One of the principal neuropathological features of Parkinson's disease and related dementia is the formation of abnormal clumps of a sticky protein called alpha-synuclein. These protein clumps build up in the brain causing the death of nerve cells, especially the dopamine-producing neurons that control movement. The progressive incorporation of alpha-synuclein into protein clumps is thought to result from impaired handling of this protein in cells.
Cells have developed efficient ways to rid themselves of unwanted proteins. However, the mechanism of destruction of alpha-synuclein has remained elusive. This area of research is challenging because multiple pathways have been implicated in alpha-synuclein turnover without definitive evidence that any of these operate in nerve cells.
Professor George Tofaris and his team have now developed tools to visualise in cells the fraction of alpha-synuclein that is degraded. They have shown that this involves a chain of ubiquitin (a small protein modifier found in most tissues). Typically, when a chain of ubiquitin molecules gets hitched to a protein - usually a damaged one - that protein becomes targeted for destruction.
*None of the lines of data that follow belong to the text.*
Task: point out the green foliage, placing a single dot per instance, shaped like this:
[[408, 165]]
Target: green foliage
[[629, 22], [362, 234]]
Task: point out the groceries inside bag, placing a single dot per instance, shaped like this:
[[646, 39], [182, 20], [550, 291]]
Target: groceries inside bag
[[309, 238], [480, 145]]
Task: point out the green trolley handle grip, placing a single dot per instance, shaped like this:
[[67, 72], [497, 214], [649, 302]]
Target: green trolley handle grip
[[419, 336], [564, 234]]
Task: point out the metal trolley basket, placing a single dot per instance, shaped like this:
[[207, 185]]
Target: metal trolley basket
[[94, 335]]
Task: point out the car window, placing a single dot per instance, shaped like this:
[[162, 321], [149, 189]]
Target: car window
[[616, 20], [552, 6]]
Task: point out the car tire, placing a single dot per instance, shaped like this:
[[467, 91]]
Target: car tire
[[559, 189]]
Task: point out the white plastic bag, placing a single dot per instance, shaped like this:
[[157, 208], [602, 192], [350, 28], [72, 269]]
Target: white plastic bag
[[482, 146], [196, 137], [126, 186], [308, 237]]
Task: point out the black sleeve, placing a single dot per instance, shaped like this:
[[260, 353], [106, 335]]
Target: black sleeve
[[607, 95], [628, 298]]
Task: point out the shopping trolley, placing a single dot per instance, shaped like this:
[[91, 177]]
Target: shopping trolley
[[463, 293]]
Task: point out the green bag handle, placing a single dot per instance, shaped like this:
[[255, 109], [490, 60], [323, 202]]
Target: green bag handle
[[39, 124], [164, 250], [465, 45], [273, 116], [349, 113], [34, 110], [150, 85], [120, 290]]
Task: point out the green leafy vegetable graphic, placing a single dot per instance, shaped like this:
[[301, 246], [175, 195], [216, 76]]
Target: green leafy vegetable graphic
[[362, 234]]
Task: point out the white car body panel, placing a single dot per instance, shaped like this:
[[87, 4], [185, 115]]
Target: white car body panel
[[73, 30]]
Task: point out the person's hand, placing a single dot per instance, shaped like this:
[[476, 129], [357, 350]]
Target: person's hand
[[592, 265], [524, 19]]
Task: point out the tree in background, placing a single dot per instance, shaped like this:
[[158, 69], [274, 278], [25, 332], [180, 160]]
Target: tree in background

Reporting in Science Advances, Zenko, Marsh et al. made ubiquitinated alpha-synuclein glow inside living cells using a method called bi-molecular fluorescence complementation. In this way they managed to follow its fate. They found that under normal conditions before alpha-synuclein clumps up, ubiquitination acts as a signal that targets it to intracellular organelles called endosomes. These in turn fuse with lysosomes, which are sacs of digestive enzymes, leading to the breakdown of alpha-synuclein. In contrast, when abnormal protein clumps form, they trap ubiquitinated alpha-synuclein with lysosomes, preventing efficient degradation.
Ubiquitination of alpha-synuclein triggers its endosomal localisation and sorting for degradation by the lysosome
The team used genetic and pharmacological approaches to decipher key factors that shuttle alpha-synuclein to the endosome for lysosomal degradation. Importantly, they produced novel antibodies and demonstrated that the pathway they delineated in living cells also operates endogenously in human nerve cells derived from induced pluripotent stem cells (iPSC) or primary neurons isolated from the mouse brain.
Professor Tofaris said: 'Lysosomes have been implicated in Parkinson's disease through genetics but their molecular link to alpha-synuclein turnover remained unclear. Our study delineates this pathway mechanistically and offers the tools for identifying genetic targets or small molecules that accelerate the destruction of alpha-synuclein'.